Yes, I can. I get a bill every three months.

The Sierra Club sued Columbus, Ohio and won, so the combined sewer overflows are being fixed by one of several ways. The most recent, and expensive, is boring some large tunnels to hold the sewage from high-rain events until it can be treated.

I was going to question your statement that the majority of American cities have combined systems, but it seems that you are absolutely right. One paper says that in the east where they are prevelant they service twice the area that separate systems do.


boombie

join:2000-12-01
Milwaukee, WI
Reviews:
·Time Warner Cable
reply to fartness

Here is another option
It is a plug you put in your floor drain.
It has a float that if the water rises in the floor drain it will seal the drain and will unseal when the water recedes.
»www.plumbingsupply.com/floodguard.html

I picked mine up at home depot.

I had 3" of sewage in my basement after a heavy rain about 8 years ago. MMSD told me to file a claim with my insurance, they weren't responsible. That claim was over $8000 I installed the float plug and have had rain similar to the one that flooded my basement,went into the basement and saw the float was up and sealing the drain. I have replaced it once as the metal parts do rust, and it's cheap insurance.

Paul


Bob4
Account deleted

join:2012-07-22
New Jersey
reply to Jack_in_VA

We have separate storm and sanitary sewer systems where I live. In fact, every place I've ever lived has had separate systems.



Jack_in_VA
Premium
join:2007-11-26
North, VA
kudos:1
Reviews:
·Millenicom
reply to boombie

said by boombie:

Here is another option
It is a plug you put in your floor drain.
It has a float that if the water rises in the floor drain it will seal the drain and will unseal when the water recedes.
»www.plumbingsupply.com/floodguard.html

I picked mine up at home depot.

I had 3" of sewage in my basement after a heavy rain about 8 years ago. MMSD told me to file a claim with my insurance, they weren't responsible. That claim was over $8000 I installed the float plug and have had rain similar to the one that flooded my basement,went into the basement and saw the float was up and sealing the drain. I have replaced it once as the metal parts do rust, and it's cheap insurance.

Paul

Here you can add a rider to your homeowners insurance for sewer back up.


alkizmo

join:2007-06-25
Pierrefonds, QC
kudos:1

said by Jack_in_VA:

Here you can add a rider to your homeowners insurance for sewer back up.

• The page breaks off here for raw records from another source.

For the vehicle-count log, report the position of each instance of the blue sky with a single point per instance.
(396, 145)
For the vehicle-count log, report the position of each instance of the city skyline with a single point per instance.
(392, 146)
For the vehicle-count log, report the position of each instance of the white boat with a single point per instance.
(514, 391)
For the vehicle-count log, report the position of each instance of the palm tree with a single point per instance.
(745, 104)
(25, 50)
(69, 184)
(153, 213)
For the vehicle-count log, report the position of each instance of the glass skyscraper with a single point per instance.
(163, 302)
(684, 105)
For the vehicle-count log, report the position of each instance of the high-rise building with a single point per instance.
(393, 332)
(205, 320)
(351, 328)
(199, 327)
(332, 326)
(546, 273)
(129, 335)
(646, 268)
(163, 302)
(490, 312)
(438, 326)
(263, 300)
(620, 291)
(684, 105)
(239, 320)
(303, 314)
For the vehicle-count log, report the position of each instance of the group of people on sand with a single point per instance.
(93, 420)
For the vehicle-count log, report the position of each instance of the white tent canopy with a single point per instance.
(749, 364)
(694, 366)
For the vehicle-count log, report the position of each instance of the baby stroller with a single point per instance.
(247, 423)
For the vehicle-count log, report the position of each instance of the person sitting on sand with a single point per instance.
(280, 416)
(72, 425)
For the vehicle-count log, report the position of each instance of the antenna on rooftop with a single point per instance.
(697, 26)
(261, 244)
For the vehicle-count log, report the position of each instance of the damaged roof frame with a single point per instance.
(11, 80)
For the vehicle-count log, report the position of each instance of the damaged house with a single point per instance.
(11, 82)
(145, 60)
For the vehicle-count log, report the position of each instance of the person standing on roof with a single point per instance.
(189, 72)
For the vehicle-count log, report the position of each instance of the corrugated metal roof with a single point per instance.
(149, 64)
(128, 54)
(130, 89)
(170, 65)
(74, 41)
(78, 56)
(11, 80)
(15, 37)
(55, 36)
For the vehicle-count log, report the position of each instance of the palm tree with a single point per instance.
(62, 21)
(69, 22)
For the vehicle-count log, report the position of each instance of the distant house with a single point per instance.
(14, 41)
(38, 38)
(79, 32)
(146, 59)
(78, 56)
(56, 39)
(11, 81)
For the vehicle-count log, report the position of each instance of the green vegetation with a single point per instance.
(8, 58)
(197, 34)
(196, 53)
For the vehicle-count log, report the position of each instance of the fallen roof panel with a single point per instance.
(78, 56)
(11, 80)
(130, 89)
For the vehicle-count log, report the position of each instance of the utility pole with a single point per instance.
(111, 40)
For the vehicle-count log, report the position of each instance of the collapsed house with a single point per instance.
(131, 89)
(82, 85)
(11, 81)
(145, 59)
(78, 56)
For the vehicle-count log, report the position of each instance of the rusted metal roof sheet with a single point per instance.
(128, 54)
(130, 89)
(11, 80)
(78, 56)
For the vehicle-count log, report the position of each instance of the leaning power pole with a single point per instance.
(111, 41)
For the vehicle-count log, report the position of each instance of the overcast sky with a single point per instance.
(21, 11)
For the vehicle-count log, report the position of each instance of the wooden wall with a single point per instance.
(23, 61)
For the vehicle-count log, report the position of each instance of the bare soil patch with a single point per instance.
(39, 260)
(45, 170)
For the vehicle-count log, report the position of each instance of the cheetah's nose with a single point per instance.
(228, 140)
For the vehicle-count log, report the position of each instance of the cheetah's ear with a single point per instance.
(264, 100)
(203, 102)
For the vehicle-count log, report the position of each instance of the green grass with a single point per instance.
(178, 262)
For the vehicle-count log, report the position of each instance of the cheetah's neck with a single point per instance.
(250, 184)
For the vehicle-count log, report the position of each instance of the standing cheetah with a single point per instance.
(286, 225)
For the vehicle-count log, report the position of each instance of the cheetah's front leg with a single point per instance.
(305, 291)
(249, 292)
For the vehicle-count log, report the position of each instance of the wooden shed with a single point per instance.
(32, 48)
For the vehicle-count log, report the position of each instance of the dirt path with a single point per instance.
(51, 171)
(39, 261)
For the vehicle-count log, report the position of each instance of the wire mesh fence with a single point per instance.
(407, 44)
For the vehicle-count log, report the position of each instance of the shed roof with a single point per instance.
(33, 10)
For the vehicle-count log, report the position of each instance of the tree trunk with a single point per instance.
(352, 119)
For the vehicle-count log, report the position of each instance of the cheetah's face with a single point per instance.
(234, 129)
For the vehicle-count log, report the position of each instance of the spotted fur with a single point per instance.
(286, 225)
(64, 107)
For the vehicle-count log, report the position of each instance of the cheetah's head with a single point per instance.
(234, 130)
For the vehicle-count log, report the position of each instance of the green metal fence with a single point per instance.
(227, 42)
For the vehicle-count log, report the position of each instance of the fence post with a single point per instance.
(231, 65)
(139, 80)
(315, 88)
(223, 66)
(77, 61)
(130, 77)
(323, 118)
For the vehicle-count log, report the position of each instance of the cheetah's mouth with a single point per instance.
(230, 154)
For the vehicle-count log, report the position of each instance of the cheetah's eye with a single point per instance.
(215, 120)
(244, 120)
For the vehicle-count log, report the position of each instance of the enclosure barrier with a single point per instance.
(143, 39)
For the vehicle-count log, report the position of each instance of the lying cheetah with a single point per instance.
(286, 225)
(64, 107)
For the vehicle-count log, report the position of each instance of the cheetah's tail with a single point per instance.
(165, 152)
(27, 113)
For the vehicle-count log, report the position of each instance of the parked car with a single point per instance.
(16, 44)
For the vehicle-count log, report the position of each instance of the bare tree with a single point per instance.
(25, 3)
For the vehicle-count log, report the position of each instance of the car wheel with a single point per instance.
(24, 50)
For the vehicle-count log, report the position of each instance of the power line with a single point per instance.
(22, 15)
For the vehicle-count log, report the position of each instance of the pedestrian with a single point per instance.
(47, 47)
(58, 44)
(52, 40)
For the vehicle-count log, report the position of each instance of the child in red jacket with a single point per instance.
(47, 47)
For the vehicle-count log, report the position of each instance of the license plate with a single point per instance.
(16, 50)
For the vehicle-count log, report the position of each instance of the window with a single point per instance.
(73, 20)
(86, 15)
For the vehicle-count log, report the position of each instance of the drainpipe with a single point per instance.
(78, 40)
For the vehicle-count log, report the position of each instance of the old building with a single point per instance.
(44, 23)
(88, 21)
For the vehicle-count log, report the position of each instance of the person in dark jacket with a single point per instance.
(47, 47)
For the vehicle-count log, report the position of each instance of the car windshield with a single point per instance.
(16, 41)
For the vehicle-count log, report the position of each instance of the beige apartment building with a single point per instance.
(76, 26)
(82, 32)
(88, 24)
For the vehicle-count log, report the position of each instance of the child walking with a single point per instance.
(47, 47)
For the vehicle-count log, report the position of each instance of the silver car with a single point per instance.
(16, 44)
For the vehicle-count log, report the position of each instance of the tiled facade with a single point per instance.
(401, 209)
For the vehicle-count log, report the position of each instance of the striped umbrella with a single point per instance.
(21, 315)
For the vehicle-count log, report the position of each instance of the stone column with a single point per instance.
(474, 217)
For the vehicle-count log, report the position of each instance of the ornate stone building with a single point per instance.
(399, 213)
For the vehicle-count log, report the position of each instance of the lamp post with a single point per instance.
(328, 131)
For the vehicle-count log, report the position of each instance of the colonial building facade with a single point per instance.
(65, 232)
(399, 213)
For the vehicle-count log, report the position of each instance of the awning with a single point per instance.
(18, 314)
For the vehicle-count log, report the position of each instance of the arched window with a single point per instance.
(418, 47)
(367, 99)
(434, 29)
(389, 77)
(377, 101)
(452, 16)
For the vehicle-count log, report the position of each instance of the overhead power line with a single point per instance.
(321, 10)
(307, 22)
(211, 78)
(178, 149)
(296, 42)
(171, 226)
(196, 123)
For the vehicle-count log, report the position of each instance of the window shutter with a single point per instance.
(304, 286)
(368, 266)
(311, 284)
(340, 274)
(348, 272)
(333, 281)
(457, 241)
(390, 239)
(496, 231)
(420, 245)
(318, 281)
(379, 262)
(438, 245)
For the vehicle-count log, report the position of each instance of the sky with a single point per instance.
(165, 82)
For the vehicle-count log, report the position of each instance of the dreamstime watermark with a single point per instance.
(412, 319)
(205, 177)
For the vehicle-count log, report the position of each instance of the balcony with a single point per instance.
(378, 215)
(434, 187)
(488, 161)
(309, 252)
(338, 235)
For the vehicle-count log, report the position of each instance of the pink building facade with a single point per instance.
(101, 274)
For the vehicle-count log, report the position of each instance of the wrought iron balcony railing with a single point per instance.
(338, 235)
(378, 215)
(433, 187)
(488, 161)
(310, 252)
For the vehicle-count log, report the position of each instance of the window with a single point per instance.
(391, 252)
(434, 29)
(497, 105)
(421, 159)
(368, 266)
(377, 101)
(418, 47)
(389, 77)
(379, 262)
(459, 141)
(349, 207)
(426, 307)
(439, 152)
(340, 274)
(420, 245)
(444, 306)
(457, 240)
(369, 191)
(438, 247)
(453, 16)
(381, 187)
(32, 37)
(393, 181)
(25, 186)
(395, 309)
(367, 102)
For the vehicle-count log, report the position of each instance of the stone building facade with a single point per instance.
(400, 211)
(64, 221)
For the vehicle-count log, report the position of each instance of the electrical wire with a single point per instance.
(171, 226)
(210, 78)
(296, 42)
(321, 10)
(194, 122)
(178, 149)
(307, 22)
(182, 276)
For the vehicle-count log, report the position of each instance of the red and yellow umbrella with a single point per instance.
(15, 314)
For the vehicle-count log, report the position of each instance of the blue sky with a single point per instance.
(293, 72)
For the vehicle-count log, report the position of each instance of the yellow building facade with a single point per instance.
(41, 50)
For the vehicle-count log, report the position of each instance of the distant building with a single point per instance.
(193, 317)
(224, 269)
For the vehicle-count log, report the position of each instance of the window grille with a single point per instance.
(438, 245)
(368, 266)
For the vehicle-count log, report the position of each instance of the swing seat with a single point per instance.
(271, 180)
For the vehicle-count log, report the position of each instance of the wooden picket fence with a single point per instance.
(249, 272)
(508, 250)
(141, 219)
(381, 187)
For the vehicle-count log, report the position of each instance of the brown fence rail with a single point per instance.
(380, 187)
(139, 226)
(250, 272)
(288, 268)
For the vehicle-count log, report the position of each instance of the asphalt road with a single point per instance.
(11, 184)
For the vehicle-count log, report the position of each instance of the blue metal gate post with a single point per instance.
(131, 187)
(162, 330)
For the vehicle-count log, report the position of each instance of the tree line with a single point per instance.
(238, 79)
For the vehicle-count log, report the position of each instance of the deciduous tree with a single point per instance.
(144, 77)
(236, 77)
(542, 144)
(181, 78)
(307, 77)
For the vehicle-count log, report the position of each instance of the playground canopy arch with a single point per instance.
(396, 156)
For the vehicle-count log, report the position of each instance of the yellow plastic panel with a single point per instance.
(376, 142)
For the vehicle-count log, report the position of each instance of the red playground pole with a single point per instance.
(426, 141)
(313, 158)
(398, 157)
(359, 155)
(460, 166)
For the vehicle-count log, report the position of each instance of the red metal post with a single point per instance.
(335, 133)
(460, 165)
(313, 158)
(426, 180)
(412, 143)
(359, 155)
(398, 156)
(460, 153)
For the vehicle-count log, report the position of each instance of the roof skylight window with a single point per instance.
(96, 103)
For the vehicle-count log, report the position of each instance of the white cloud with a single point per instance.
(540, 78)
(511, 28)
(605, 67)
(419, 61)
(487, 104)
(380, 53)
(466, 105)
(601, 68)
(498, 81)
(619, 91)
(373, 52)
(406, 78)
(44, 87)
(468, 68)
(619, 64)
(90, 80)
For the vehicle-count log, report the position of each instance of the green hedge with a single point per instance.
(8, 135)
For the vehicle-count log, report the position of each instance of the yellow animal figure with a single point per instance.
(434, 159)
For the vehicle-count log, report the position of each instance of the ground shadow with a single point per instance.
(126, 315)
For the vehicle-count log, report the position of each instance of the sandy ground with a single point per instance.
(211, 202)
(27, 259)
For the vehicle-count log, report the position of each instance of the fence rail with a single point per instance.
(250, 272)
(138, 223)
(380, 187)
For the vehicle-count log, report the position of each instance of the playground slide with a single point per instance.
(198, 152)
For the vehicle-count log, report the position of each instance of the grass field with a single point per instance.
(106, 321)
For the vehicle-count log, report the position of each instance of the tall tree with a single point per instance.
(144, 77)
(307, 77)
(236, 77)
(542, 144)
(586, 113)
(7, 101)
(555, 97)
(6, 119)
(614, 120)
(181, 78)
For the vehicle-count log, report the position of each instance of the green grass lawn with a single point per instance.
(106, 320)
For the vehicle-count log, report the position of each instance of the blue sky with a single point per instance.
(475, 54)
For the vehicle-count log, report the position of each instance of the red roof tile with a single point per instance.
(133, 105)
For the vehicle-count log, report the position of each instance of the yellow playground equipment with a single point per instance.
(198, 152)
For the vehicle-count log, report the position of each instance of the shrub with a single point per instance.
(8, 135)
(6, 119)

I'd rather pay a little bit extra and assure myself it will not happen.
I mean... ewwww you know?


Ken
Premium,MVM
join:2003-06-16
Markle, IN

1 recommendation

reply to Jack_in_VA

said by Jack_in_VA:

The majority of American cities have "combined sewer". Can you imagine the cost to run separate piping for storm water now?

Certainly many older cities have combined systems, but I don't think they are in the majority any more. Anything new today uses a separate storm and sanitary sewer. I think if you factor in all the costs long term 2 separate systems isn't as expensive as it seems.

Unlike a combined sewer that is a complete network of pipes and lift stations all leading back to a single point, with a storm sewer you can dump it out at various convenient locations into streams, rivers and lakes. Also since you are dumping it out in various places you can use gravity a lot more to do the work and you wouldn't need nearly as many or possibly zero lift stations for the storm sewer. So while it obviously cost more than just not having it in the first place, it's not as expensive as just taking the entire existing combined system and duplicating it.

The cost savings comes in when you look at the sewage treatment plant. With a combined system you have to either have an enormous treatment plant capable of holding every gallon of water from a heavy storm, or a smaller treatment plant that dumps raw sewage into the rivers and streams during heavy storms. Those places that dump sewage during storms are now all trying to build larger treatment plants or larger holding capacity. With a separate system all of the rainwater is going through the storm sewer and being dumped out, and only the sanitary sewer is being treated. I think once you factor in the cost savings of treatment vs the cost of the storm sewer over the long term, the difference isn't nearly as expensive as you might think.

Bob4
Account deleted

join:2012-07-22
New Jersey
Reviews:
·Optimum Online
reply to Jack_in_VA

said by Jack_in_VA:

Here you can add a rider to your homeowners insurance for sewer back up.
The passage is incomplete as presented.